Lens (optics), in optical systems, glass or other transparent substance so shaped that it will refract the light from any object and form a real or virtual image of the object. Contact lenses and lenses in eyeglasses correct visual defects. Lenses are also used in the camera, microscope, telescope, and other optical instruments. Other imaging systems may be effectively used as lenses in other regions of the electromagnetic spectrum, such as the magnetic lenses in electron microscopes.


Lens Manufacture

Most lenses are made from special types of high-quality glass, known as optical glass, that are free from internal strains, bubbles, and other imperfections. The process of making a lens from a block of optical glass involves several operations. The first step is to saw a lens blank from the glass block.
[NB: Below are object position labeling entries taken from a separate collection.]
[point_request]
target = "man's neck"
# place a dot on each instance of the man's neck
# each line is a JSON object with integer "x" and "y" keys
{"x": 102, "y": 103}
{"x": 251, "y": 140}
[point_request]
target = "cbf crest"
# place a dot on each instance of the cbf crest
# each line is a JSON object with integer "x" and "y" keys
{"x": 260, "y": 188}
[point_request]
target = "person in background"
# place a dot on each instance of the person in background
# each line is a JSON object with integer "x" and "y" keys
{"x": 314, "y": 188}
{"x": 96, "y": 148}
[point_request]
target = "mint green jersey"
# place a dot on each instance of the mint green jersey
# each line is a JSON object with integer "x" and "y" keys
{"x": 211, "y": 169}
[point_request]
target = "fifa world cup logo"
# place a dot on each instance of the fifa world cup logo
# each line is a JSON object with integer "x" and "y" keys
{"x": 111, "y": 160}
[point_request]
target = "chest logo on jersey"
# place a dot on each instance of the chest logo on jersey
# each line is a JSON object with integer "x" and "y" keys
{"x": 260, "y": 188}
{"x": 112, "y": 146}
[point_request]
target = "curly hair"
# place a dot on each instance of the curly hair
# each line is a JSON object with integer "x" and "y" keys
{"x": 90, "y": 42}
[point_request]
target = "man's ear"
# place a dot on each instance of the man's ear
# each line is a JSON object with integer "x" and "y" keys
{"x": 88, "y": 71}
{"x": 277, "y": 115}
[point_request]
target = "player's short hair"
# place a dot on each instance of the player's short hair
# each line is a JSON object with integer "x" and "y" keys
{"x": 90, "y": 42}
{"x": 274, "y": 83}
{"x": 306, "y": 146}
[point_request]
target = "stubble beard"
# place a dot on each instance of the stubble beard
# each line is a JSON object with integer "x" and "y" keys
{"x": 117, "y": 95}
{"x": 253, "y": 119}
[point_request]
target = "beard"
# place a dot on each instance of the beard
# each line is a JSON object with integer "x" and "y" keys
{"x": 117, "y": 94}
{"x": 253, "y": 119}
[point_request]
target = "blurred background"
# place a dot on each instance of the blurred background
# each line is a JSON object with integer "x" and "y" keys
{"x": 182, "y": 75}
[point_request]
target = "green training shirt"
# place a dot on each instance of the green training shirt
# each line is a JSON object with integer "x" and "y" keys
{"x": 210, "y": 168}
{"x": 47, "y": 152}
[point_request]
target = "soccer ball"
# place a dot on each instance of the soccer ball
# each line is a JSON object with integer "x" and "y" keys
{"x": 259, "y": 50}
To form the rounded surface of the lens, the glass is then ground on concave or convex iron tools charged with abrasive. A concave tool and a concave surface form a convex lens surface by a convex tool. Commonly, two or more tools are employed in this grinding process, using successively finer grades of abrasive. The final process of finishing the lens surface is polishing, which is accomplished on a pitch-covered iron tool coated with jeweler's rouge and water. After polishing, the lens is "edged" by grinding the edge until the physical center and the optical center of the lens coincide.


Lens Measurement

The optical characteristics of simple, or single, lenses or compound lenses (lens systems containing two or more individual elements) are determined by two factors: the focal length of the lens and the ratio of the focal length to the diameter. The focal length of the lens is the distance from the center of the lens to the image it forms of an object at an infinite distance in front of the lens. Focal length is measured in two ways: ordinary units of length, as for example 20 in. or 1 m; or units called diopters, equal to the reciprocal of the focal distance measured in meters. A 1-diopter lens has a focal length of 1-m (3.28-ft); a 2-diopter lens has a focal length of 0.5-m (1.64-ft). The ratio of the focal length to the diameter of a lens determines its light-gathering power or "speed." This ratio is the so-called f-number of the lens.


History

The earliest lenses, which were known to the Greeks and Romans, were glass spheres filled with water. These water-filled lenses were used as burning glasses. The processes used in lens manufacture have not changed essentially since the Middle Ages, except for the utilization of pitch as a polishing medium, introduced by the English mathematician Sir Isaac Newton.

Plastic lenses are cheaper, lighter, and less fragile than the glass ones.